#!/bin/bash

# Change to InstructionTuning directory
cd ../LLMPredictor/InstructionTuning/

# Check if dataset name is provided
if [ $# -eq 0 ]; then
    echo "Usage: bash run_sft.sh <dataset_name> [seed] [llm_model]"
    echo "Supported datasets: cora, citeseer, wikics, instagram, pubmed, reddit, photo, computer, history"
    echo "Supported LLMs: Mistral-7B (default)"
    echo "Example: bash run_sft.sh cora 0 Mistral-7B"
    exit 1
fi

DATASET=$1
SEED=${2:-0}        # Default seed is 0
LLM=${3:-Mistral-7B} # Default LLM is Mistral-7B
prompt_type=${4:-neighbor_label}

echo "Starting Supervised Fine-tuning at $(date)..."
echo "Dataset: $DATASET, Seed: $SEED, LLM: $LLM, Prompt Type: $prompt_type"

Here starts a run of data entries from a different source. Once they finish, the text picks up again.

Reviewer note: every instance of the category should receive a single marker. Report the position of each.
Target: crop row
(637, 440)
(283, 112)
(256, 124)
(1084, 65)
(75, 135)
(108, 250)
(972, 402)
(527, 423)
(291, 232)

# Create logs directory if it doesn't exist
mkdir -p ./logs

# Define Python commands based on dataset
if [ "$DATASET" = "cora" ] || [ "$DATASET" = "citeseer" ]; then
    accelerate launch train.py --num_epoch=16 --llm=$LLM --batch_size=4 --re_split=1 --dataset=$DATASET --max_txt_length=80 --max_origin_txt_length=200 --seed=$SEED --prompt_type=$prompt_type 2>&1 | tee ./logs/transductive_${DATASET}_${LLM}_${prompt_type}_seed${SEED}.log

elif [ "$DATASET" = "wikics" ] || [ "$DATASET" = "pubmed" ]; then
    # Middle-scale datasets (wikics, pubmed)
    echo "Running $DATASET with middle-scale configuration (wikics/pubmed)..."
    accelerate launch train.py --num_epoch=4 --llm=$LLM --batch_size=4 --re_split=1 --dataset=$DATASET --max_txt_length=80 --max_origin_txt_length=200 --seed=$SEED --prompt_type=$prompt_type 2>&1 | tee ./logs/transductive_${DATASET}_${LLM}_${prompt_type}_seed${SEED}.log

elif [ "$DATASET" = "instagram" ]; then
    # Instagram special configuration
    echo "Running $DATASET with instagram configuration..."
    accelerate launch train.py --num_epoch=8 --llm=$LLM --batch_size=12 --re_split=1 --dataset=$DATASET --max_txt_length=80 --max_origin_txt_length=100 --seed=$SEED --prompt_type=$prompt_type 2>&1 | tee ./logs/transductive_${DATASET}_${LLM}_${prompt_type}_seed${SEED}.log

elif [ "$DATASET" = "reddit" ] || [ "$DATASET" = "photo" ] || [ "$DATASET" = "computer" ] || [ "$DATASET" = "history" ]; then
    # Large-scale datasets
    echo "Running $DATASET with large-scale configuration..."
    accelerate launch train.py --num_epoch=2 --llm=$LLM --batch_size=4 --re_split=1 --dataset=$DATASET --max_txt_length=80 --max_origin_txt_length=200 --seed=$SEED --prompt_type=$prompt_type 2>&1 | tee ./logs/transductive_${DATASET}_${LLM}_${prompt_type}_seed${SEED}.log

else
    echo "Error: Unsupported dataset '$DATASET'"
    echo "Supported datasets: cora, citeseer, wikics, instagram, pubmed, reddit, photo, computer, history"
    exit 1
fi

echo "Supervised Fine-tuning completed at $(date). Check log files for results."